In vivo studies indicated that CAR(NAP) T-cells controlled tumor growth and significantly prolonged survival when compared to treatment with conventional CAR T-cells not armed with iTANK. Modifications introduced through the iTANK platform are designed with safety in mind; NAP expression is induced by CAR target engagement and Helicobacter pylori infected individuals do not experience any NAP-related toxicity.
These results show the potential of iTANK to significantly reduce the percentage of relapsed non-Hodgkin lymphoma patients with B-cell malignancies and be deployed as a hybrid treatment with two modes of action: a specific cancer attack through CAR T-cells and a parallel “bystander” immune response where endogenous killer T-cells attack the tumor independently of whether they express the antigen targeted by the CAR or not.
Preclinical proof-of-concept data was recently published in Nature Biomedical Engineering and can be found here: https://www.nature.com/articles/s41551-022-00875-5.
Platforms must be compatible with other forms of treatment
Of course, any successful technological platform to improve the performance of all CAR T-cell therapies must be designed to address drawbacks with the currently available therapies, namely neurotoxicity and antigen-escape, and be themselves compatible with other forms of treatment.
Adding NAP to other T-cell treatments in a clinical setting in upcoming trials is one such way to make treatments compatible with each other and we at Elicera are excited to look into this further.
Genetically modified with transgene to activate CD8+ killer T-cells
CAR T-cells have been developed and gradually improved for many years. The first generation of CAR T-cells most often demonstrated poor effects owing to insufficient propagation and survival in the body after infusion.

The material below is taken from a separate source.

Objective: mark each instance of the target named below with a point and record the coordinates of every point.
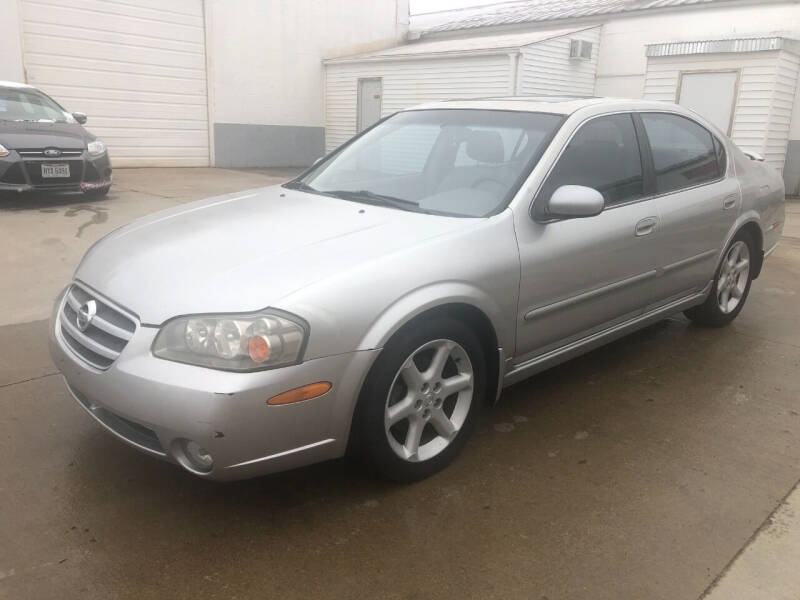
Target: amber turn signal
(306, 392)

The second and third generations of CAR T-cells contained one and two extra costimulatory domains respectively which improved function, survival, and immune activation. Approximately 70 percent of all CAR T-cells currently under development belong to the second generation.

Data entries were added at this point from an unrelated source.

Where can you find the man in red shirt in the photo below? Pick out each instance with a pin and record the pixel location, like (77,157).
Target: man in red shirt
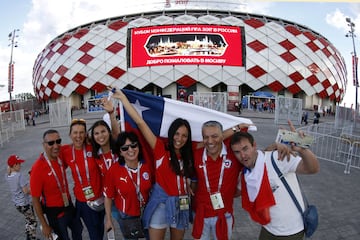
(50,191)
(87,179)
(217,174)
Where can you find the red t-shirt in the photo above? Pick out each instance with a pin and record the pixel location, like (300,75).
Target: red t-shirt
(164,175)
(213,168)
(79,163)
(43,182)
(105,161)
(120,186)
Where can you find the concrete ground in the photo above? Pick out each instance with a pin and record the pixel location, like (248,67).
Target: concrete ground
(335,194)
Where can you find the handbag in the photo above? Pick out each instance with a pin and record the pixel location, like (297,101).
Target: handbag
(132,228)
(310,215)
(97,204)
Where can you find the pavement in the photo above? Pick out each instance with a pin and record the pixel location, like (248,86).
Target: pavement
(335,194)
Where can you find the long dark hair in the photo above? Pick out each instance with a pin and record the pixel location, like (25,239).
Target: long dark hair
(95,145)
(186,151)
(120,141)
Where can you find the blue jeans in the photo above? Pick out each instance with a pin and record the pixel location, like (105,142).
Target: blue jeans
(93,220)
(61,220)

The fourth generation of CAR T-cells is built on the second generation but adds a transgene that codes for individual immunostimulants. The intention of adding the transgene is to trigger the innate immune system and activate the patient’s own CD8+ killer T-cells to attack cancer.
Approximately 16 percent of CAR T-cells currently under development belong to the fourth generation with the majority of these are being developed in academic environments rather than commercially. Some examples of optimized versions of fourth generation CAR T-cells are drug candidates that have been genetically modified with a transgene that code for a neutrophil-activating protein (NAP) instead of individual immunostimulants (cytokine).
The journey to fulfill the promise of CAR-T therapies continues. New platforms can become a cornerstone in the CAR T-treatment alternatives for solid tumors that directly address the risks of relapse and treatment resistance that are common in current CAR-T therapies.
Jamal El-Mosleh, Co-founder and CEO, Elicera Therapeutics AB
Jamal El-Mosleh has been CEO of Elicera Therapeutics since 2020. He was previously CEO of First North-listed biotechnology company Annexin Pharmaceuticals AB (publ) and CEO for nearly ten years at Nasdaq Stockholm Small Cap-listed immuno-oncology company Immunicum AB. He was also Immunicum’s co-founder, led its IPO on NASDAQ First North in 2013 and initiated its broad international clinical program. Jamal El-Mosleh is also a deputy board member of the cancer diagnostics company Elypta AB.